Wendeblutwurst

■ „Wendewut“-Premiere am Samstag im Schauspielhaus: choreographisches Theater von Johann Kresnik angesichts Deutschlands

Was ist, wenn die Apokalypse blutleer wäre? Wenn sie zwar alles aufbieten würde an Geschmacklosigkeit, Halsbruch und Piffpaffpuff, aber wir müßten immer dran denken, ob wir zu Hause auch das Licht ausgemacht haben? Man wäre doch verdutzt, hielte sich manchmal die Ohren zu, wenn's zu doll knallt und zischt und würde auch mal genauer hinkucken, wenn grade Nackte durchs Bild laufen. Aber sonst könnte man sich glatt dran gewöhnen, daß der eine Tusch immer schon den andern nach sich zieht, ohne uns das Herz zu verdrehen. Haben wir uns dafür so schlecht benommen, daß wir zum Schluß bloß im Heino-Inferno umkommen?

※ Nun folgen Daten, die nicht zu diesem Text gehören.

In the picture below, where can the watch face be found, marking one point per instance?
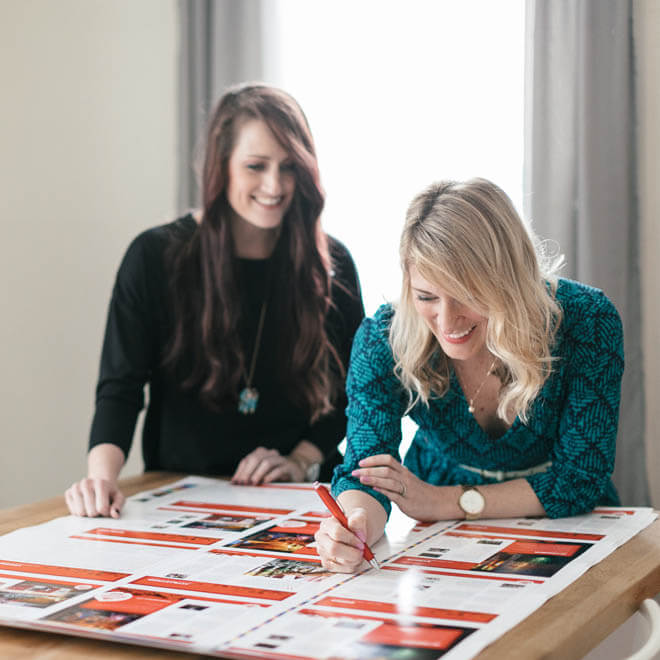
(472, 502)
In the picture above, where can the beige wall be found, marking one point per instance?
(647, 36)
(87, 160)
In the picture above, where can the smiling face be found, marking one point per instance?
(460, 331)
(261, 179)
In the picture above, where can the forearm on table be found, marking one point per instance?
(376, 515)
(104, 461)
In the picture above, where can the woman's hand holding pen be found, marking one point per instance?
(414, 497)
(342, 550)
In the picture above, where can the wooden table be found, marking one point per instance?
(564, 628)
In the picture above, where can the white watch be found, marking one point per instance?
(472, 502)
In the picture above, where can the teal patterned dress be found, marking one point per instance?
(572, 422)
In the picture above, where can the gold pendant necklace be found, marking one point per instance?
(249, 396)
(476, 394)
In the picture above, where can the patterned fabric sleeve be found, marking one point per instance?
(583, 456)
(376, 403)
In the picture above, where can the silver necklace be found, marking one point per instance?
(249, 396)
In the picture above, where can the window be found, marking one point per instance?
(400, 94)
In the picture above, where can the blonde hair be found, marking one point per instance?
(468, 239)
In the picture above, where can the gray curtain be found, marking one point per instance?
(220, 44)
(580, 179)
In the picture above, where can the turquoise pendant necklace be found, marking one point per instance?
(248, 397)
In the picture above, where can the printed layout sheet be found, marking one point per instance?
(209, 567)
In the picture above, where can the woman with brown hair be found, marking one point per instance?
(239, 317)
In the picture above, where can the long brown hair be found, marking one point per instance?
(205, 352)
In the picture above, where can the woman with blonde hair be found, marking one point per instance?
(511, 373)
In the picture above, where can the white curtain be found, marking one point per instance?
(580, 178)
(220, 44)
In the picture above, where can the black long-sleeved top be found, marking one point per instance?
(180, 433)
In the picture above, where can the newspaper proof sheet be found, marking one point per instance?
(210, 567)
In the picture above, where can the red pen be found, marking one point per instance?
(336, 511)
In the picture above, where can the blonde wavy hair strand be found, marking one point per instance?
(468, 239)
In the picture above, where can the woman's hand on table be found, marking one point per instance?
(265, 465)
(341, 550)
(93, 496)
(416, 498)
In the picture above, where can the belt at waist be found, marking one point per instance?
(501, 475)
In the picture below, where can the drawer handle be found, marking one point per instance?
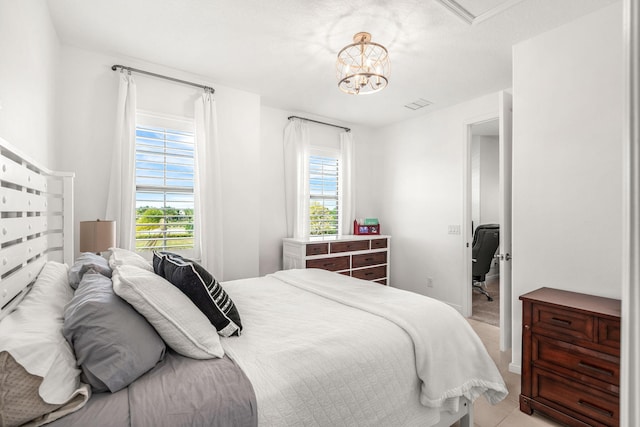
(561, 321)
(597, 369)
(595, 408)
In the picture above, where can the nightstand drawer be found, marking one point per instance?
(370, 273)
(558, 392)
(331, 264)
(356, 245)
(595, 368)
(562, 322)
(369, 259)
(609, 332)
(378, 243)
(317, 249)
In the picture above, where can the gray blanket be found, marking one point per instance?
(178, 392)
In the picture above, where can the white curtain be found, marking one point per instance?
(208, 187)
(347, 183)
(296, 171)
(121, 198)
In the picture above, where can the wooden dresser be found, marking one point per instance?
(571, 357)
(364, 257)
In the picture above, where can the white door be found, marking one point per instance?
(505, 220)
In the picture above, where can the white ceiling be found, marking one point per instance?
(285, 50)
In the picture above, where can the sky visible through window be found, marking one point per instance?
(164, 188)
(323, 189)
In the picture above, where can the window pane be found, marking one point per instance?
(164, 189)
(323, 189)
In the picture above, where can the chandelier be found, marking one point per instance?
(363, 66)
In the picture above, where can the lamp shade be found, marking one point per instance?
(97, 236)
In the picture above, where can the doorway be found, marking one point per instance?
(485, 220)
(503, 115)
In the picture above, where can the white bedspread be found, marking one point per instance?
(325, 349)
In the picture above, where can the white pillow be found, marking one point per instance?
(121, 256)
(178, 321)
(32, 335)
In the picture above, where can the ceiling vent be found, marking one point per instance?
(475, 11)
(418, 104)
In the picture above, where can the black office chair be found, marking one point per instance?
(485, 244)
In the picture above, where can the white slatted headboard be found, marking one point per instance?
(36, 222)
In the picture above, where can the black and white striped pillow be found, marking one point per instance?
(202, 289)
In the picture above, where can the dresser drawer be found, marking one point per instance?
(370, 273)
(364, 260)
(609, 332)
(356, 245)
(572, 324)
(378, 243)
(331, 264)
(562, 394)
(595, 368)
(317, 249)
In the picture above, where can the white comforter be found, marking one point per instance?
(325, 349)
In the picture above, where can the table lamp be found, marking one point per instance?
(97, 236)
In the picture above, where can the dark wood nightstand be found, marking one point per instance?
(571, 357)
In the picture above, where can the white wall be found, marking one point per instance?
(489, 179)
(86, 101)
(414, 179)
(567, 156)
(28, 67)
(272, 205)
(485, 180)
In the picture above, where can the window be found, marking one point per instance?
(324, 209)
(165, 162)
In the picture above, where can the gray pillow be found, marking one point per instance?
(84, 263)
(114, 344)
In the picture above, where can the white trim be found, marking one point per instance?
(471, 19)
(151, 118)
(630, 339)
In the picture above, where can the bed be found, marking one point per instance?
(316, 348)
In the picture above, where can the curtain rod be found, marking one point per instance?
(135, 70)
(322, 123)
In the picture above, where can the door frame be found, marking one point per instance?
(467, 204)
(506, 324)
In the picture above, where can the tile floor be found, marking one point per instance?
(506, 413)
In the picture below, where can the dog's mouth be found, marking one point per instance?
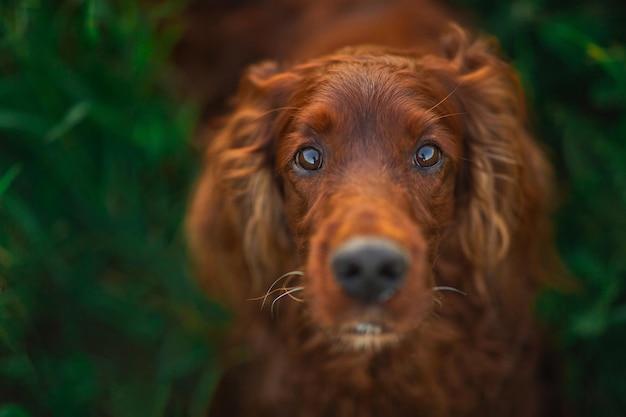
(367, 335)
(366, 329)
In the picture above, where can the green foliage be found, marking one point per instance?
(98, 315)
(572, 58)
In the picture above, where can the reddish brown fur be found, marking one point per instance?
(477, 223)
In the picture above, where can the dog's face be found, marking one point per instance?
(384, 175)
(367, 158)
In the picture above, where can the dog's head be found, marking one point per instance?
(383, 176)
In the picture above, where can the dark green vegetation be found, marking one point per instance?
(98, 314)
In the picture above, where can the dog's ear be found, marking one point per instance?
(503, 185)
(236, 225)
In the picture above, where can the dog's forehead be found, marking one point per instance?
(365, 95)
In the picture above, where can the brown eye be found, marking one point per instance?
(309, 158)
(427, 156)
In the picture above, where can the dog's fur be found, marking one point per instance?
(456, 336)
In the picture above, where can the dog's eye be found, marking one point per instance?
(427, 156)
(309, 158)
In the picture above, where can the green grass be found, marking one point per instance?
(98, 312)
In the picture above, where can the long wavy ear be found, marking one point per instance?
(503, 187)
(235, 223)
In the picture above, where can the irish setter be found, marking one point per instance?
(376, 219)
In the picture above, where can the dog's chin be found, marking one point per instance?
(366, 337)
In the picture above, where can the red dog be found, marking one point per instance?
(388, 205)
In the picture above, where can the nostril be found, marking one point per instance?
(370, 269)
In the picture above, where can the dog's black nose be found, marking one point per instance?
(370, 269)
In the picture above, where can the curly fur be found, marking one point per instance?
(477, 226)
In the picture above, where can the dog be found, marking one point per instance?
(375, 212)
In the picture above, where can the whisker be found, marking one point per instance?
(446, 97)
(449, 115)
(270, 290)
(292, 290)
(452, 289)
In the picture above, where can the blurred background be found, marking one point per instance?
(99, 315)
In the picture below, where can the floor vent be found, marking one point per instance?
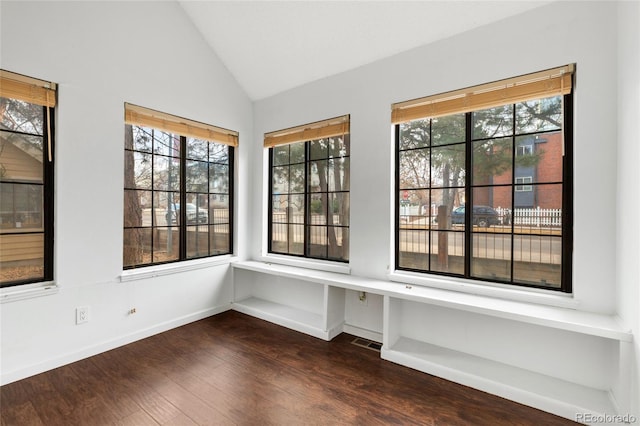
(365, 343)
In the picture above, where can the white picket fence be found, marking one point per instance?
(532, 217)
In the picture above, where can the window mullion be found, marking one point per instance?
(513, 191)
(48, 197)
(182, 248)
(468, 188)
(307, 201)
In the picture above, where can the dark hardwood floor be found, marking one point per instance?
(234, 369)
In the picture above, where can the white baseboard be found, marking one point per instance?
(22, 373)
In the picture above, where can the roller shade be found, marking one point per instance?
(320, 129)
(27, 89)
(140, 116)
(34, 91)
(543, 84)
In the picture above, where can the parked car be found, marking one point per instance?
(483, 216)
(194, 214)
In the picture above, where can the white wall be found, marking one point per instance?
(557, 34)
(628, 194)
(103, 54)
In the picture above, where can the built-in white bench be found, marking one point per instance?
(325, 320)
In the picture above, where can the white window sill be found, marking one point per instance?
(175, 268)
(316, 264)
(497, 291)
(27, 291)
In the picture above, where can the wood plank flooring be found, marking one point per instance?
(232, 369)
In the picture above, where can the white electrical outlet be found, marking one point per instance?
(82, 314)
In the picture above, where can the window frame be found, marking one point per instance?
(566, 285)
(218, 136)
(43, 94)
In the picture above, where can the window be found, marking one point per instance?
(309, 190)
(482, 147)
(178, 188)
(26, 179)
(523, 184)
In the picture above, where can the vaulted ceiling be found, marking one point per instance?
(273, 46)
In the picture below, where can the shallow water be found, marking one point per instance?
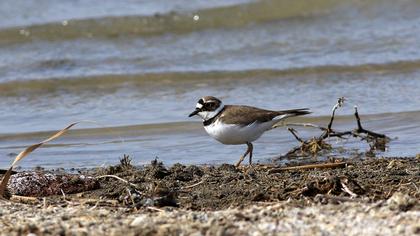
(138, 68)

Folgt man Kresnik, dann ist aber die zeitgemäße Apokalypse genau so: eine Mischung aus abgestandenem Hexenkessel, Heino und mitheulenden Wölfen. Und dazwischen die Menschen sind sich noch ein Dorn im Auge, während sie schon trudeln. Trotzdem läßt es eine relativ kühl, weil sich das Volk bei Kresnik so oder so nur aneinander abarbeitet und keine Gesichter mehr hat.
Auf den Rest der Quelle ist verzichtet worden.